One day, at his wife's house, he swallowed a bottle of her Xanax and some other pills and got into bed, hoping to end his life. "I thought, If I do a combination, I can die quicker. So I just took all the pills I could find, poof"

"I had so much rage and sadness," he continues. "I went to the other side of me, which is 'fuck it, I'm a failure.'" Millan woke up in the hospital psychiatric ward, where he remained under observation for 72 hours. "Nothing happened!" he says. "I thought, Well shit, that means I'm not supposed to die. I better get back to work."

I visited Millan at the ranch a few months after his suicide attempt. When I arrived he was lying on a bench in the shade, sweating through a purple polo shirt, with a bottle of Maalox resting on his chest. "I'm still managing the depression, the anger, the insecurity," he told me, "but I am moving forward." A pair of hyperactive huskies belonging to his close friend Jada Pinkett Smith ran through the hills pulling a sled Millan had modified for the rocky terrain. Junior, a sleek, gray three-year-old pit bull he was grooming to take Daddy's place, lay quietly under the bench, watching Millan's every move. "I couldn't have done what I do without Daddy," he said, "and now I can't do it without Junior. There's always a pit bull there supporting me."

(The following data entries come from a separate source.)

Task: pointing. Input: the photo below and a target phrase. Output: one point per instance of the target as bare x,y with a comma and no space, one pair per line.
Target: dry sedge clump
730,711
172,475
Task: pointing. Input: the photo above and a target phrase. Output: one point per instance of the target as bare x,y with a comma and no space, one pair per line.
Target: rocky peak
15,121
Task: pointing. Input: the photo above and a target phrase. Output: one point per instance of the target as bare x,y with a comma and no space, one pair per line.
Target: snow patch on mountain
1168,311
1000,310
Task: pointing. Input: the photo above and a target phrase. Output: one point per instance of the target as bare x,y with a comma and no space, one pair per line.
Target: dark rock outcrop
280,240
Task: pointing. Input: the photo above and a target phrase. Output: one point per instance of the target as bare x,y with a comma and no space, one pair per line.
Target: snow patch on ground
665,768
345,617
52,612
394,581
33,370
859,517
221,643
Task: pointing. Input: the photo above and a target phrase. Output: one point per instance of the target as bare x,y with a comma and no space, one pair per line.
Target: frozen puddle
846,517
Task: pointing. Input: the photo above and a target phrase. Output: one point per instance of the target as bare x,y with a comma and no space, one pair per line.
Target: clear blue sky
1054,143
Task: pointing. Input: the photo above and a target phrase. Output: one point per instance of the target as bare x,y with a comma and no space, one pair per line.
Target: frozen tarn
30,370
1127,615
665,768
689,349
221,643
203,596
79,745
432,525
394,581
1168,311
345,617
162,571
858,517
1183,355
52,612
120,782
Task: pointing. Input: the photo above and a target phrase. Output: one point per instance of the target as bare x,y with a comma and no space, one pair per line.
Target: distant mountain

Millan is a short, stocky guy – "like a burrito," he says – but he carries himself with a straight back, chest jutted out, a natural alpha. When he arrived in the United States 22 years ago, he knew only a single English word - "OK" - and he still talks in a loose, colloquial SoCal Spanglish, rolling through sentences with mixed-up tenses, calling his dog Blizzard a "Jello Lab," pronouncing buffet with a hard t and sushi as "su-chi." On 'Dog Whisperer,' Millan uses the language deficit to his advantage, putting clients at ease with his always polite, effortlessly funny broken-English banter as he (often painfully) dissects their troubled relationships with their dogs. In person he's just as charming – open, inquisitive, with a quick mind and a slightly rough edge that makes him even more likable. For all his alpha-male poise, Millan also possesses humility, which he says comes with the job. "In my field, working with animals, they detest egotistical people," he says. "Dogs are wise. They don't buy BS. . . . When you are egotistical, you're not grounded. So it's not even an option for me to become disconnected or lose my grounding."

All that summer, Millan spent his days at the ranch, clearing brush, digging roads, and planting trees. "Some people turn to cigarettes and alcohol when they have problems," he said. "I use hard work." When the sadness overwhelmed him, he would hike up the nearly vertical rim of the canyon – rocky, dry scrub thick with rattlesnakes – in heat that reached 115 degrees. If he didn't feel better when he got back down, he'd do it again.

One night, "I was sitting under this tree, right here," he said, pulling up in the Gator next to a giant Buddha statue, "and I was crying. I noticed the dogs started coming over, and they surrounded me. There were, like, 11 dogs all around, and they started to lick my face. Normally I don't like to be licked. I'm afraid of germs, but this was different. I had the sense that these dogs were healing me. From that night, I began to get stronger."